Thankfully, Lana had asked for backup, in the form of canine moral support. That support was currently heading her way, waiting for a break in the traffic before hurrying across the street.
“Sorry we’re late.” Zoey hustled over to meet Lana in front of the coffee shop. “Someone was being a total diva about hats this morning.”
Okay, Lana was wrong. Caffeine was great, but puppies in sock hats were even better.
The leash in Zoey’s hand was clipped to the collar of the most adorable creature in existence. Jake, Graham’s floppy-eared border collie, had been blind since birth. The diner owner had found him abandoned as a puppy beside the Tourist Trap dumpster years ago, and an incensed Graham had spent the time in between then and now compensating for that act of human indifference by being the best fur father a guy could be. Never would a day pass where Jake was denied food, attention, designer sweaters in the winter, or sunblock for his wet nose in the summer.
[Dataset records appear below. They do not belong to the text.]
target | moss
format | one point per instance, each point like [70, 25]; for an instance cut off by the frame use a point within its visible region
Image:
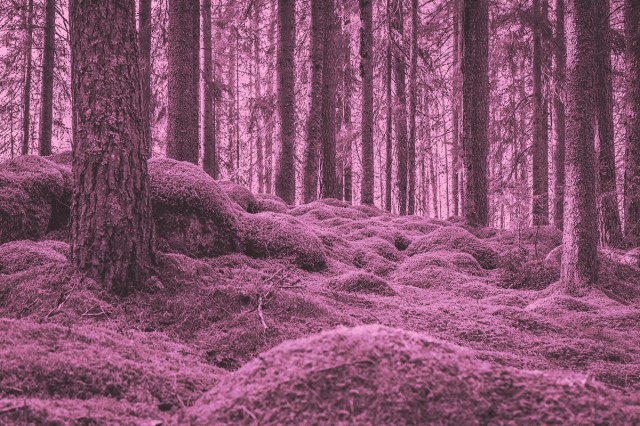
[379, 375]
[270, 235]
[454, 238]
[193, 215]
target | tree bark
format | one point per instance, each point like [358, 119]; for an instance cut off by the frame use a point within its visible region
[28, 65]
[366, 73]
[475, 111]
[400, 109]
[559, 116]
[286, 175]
[183, 69]
[111, 221]
[209, 143]
[48, 62]
[579, 268]
[632, 138]
[609, 226]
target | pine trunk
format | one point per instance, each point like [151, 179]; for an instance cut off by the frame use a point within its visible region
[111, 221]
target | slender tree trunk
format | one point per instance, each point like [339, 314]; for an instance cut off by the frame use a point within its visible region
[111, 222]
[579, 268]
[540, 149]
[314, 125]
[609, 225]
[48, 58]
[632, 139]
[286, 175]
[28, 64]
[475, 112]
[183, 105]
[366, 73]
[413, 70]
[209, 143]
[400, 109]
[559, 122]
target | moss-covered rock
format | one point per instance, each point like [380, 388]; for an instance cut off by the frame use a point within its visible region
[380, 375]
[192, 213]
[273, 235]
[454, 238]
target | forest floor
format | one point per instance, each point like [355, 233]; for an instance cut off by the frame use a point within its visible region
[451, 327]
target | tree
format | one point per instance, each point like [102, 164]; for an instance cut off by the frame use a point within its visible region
[285, 176]
[48, 58]
[400, 109]
[366, 73]
[579, 268]
[111, 222]
[559, 117]
[209, 146]
[475, 110]
[28, 65]
[183, 66]
[609, 226]
[540, 148]
[632, 138]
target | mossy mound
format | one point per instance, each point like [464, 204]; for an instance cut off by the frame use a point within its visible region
[272, 235]
[35, 195]
[17, 256]
[239, 195]
[380, 375]
[192, 213]
[454, 238]
[361, 282]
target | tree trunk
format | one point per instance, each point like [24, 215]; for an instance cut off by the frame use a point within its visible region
[475, 111]
[540, 148]
[632, 156]
[286, 175]
[579, 268]
[366, 73]
[48, 58]
[28, 65]
[559, 122]
[111, 222]
[397, 24]
[609, 226]
[182, 57]
[413, 70]
[209, 143]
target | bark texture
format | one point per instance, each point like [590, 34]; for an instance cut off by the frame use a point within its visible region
[111, 222]
[286, 173]
[579, 268]
[182, 56]
[48, 62]
[475, 110]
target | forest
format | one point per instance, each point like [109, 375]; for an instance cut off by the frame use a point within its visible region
[394, 212]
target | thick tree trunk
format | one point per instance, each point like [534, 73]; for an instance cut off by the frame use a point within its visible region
[209, 143]
[475, 111]
[46, 96]
[559, 118]
[400, 109]
[183, 69]
[28, 65]
[366, 73]
[111, 222]
[540, 149]
[286, 175]
[609, 225]
[579, 268]
[144, 47]
[632, 156]
[314, 124]
[413, 70]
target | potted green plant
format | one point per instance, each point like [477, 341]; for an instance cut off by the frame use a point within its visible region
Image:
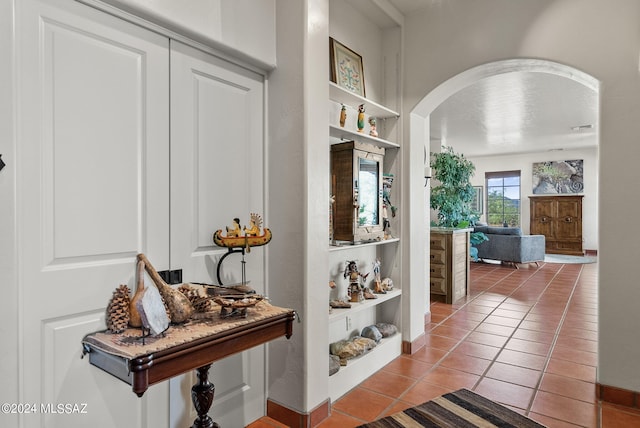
[453, 194]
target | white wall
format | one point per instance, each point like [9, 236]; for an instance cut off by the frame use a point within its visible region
[598, 38]
[8, 274]
[243, 28]
[524, 163]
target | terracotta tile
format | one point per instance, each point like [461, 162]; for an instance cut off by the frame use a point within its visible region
[550, 422]
[466, 363]
[340, 420]
[514, 374]
[522, 359]
[451, 332]
[266, 422]
[390, 384]
[478, 350]
[407, 366]
[547, 326]
[579, 332]
[503, 321]
[505, 393]
[449, 378]
[363, 404]
[493, 329]
[440, 342]
[575, 355]
[535, 336]
[424, 391]
[577, 343]
[568, 387]
[506, 313]
[528, 346]
[428, 354]
[479, 309]
[572, 370]
[487, 339]
[565, 409]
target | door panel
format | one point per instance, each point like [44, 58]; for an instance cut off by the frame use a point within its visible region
[217, 158]
[92, 184]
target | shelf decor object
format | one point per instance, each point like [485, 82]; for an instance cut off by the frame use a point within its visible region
[356, 177]
[346, 68]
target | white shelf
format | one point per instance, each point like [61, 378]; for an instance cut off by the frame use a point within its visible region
[356, 307]
[348, 246]
[340, 135]
[360, 368]
[342, 96]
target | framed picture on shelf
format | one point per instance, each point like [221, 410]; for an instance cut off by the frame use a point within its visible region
[346, 68]
[476, 204]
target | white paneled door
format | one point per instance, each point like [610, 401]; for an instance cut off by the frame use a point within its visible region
[93, 156]
[124, 147]
[217, 174]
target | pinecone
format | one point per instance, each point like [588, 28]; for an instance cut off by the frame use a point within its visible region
[118, 310]
[200, 303]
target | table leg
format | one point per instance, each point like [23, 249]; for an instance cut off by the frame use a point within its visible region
[202, 397]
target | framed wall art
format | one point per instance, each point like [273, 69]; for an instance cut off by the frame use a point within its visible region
[346, 68]
[557, 177]
[476, 204]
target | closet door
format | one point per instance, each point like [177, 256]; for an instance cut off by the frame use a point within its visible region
[92, 180]
[217, 155]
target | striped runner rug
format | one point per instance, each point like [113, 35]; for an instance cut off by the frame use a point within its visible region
[458, 409]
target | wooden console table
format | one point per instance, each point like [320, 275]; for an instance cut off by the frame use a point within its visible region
[192, 346]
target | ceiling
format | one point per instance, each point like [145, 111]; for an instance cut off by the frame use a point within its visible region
[517, 112]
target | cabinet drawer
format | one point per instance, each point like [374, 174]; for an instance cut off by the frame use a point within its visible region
[438, 242]
[438, 286]
[438, 256]
[437, 271]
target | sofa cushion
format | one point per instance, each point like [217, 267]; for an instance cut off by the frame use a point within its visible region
[491, 230]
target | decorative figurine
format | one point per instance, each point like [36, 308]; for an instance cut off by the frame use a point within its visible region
[372, 122]
[234, 230]
[377, 280]
[360, 117]
[387, 181]
[355, 290]
[253, 237]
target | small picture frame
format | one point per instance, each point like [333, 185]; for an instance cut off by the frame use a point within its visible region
[476, 204]
[346, 68]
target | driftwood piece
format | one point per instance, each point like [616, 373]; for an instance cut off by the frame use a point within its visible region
[180, 308]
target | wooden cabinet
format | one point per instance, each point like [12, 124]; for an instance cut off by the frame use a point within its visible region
[559, 219]
[449, 263]
[380, 47]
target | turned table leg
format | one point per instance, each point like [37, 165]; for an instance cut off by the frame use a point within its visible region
[202, 397]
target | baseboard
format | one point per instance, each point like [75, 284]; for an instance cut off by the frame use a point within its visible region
[294, 419]
[619, 396]
[413, 347]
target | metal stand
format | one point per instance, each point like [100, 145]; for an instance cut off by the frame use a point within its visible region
[228, 253]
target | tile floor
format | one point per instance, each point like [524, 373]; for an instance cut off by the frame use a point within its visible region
[524, 337]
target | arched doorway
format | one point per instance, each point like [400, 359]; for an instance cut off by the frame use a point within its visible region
[419, 122]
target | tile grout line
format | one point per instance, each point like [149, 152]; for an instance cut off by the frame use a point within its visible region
[555, 340]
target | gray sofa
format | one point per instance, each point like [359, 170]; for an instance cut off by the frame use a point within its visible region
[508, 244]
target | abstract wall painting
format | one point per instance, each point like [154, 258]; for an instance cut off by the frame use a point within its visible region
[558, 177]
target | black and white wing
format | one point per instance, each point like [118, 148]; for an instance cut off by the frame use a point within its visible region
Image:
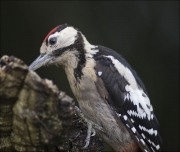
[128, 97]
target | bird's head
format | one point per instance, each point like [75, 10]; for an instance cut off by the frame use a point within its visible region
[64, 45]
Except for his favorite pajamas, Lana had never seen Jake wearing the same outfit twice.
“He didn’t like a hat on his ears? I thought he’d be used to them by now.” Lana leaned over, letting Jake sniff her fingers before running them through his silky coat. He wriggled his entire body with happiness, pressing against her legs as his tail thumped the side of her kneecap.
“Oh, Jake’s fine no matter what we put on him. It’s Graham who’s a nightmare. He’s convinced that you’re going to judge Jake’s clothing, and he would not shut up about cummerbunds. Seriously, who has a cummerbund for their dog? Who has multiple cummerbunds for their dog?”
Jake wasn’t wearing a cummerbund, but he was wearing a festive green-and-red-plaid sweater with a coordinating knit sock cap.
“A man with discerning taste, love.” Lana straightened, giving Zoey an impulsive hug. “Or a serial killer. We’re still not sure about him.”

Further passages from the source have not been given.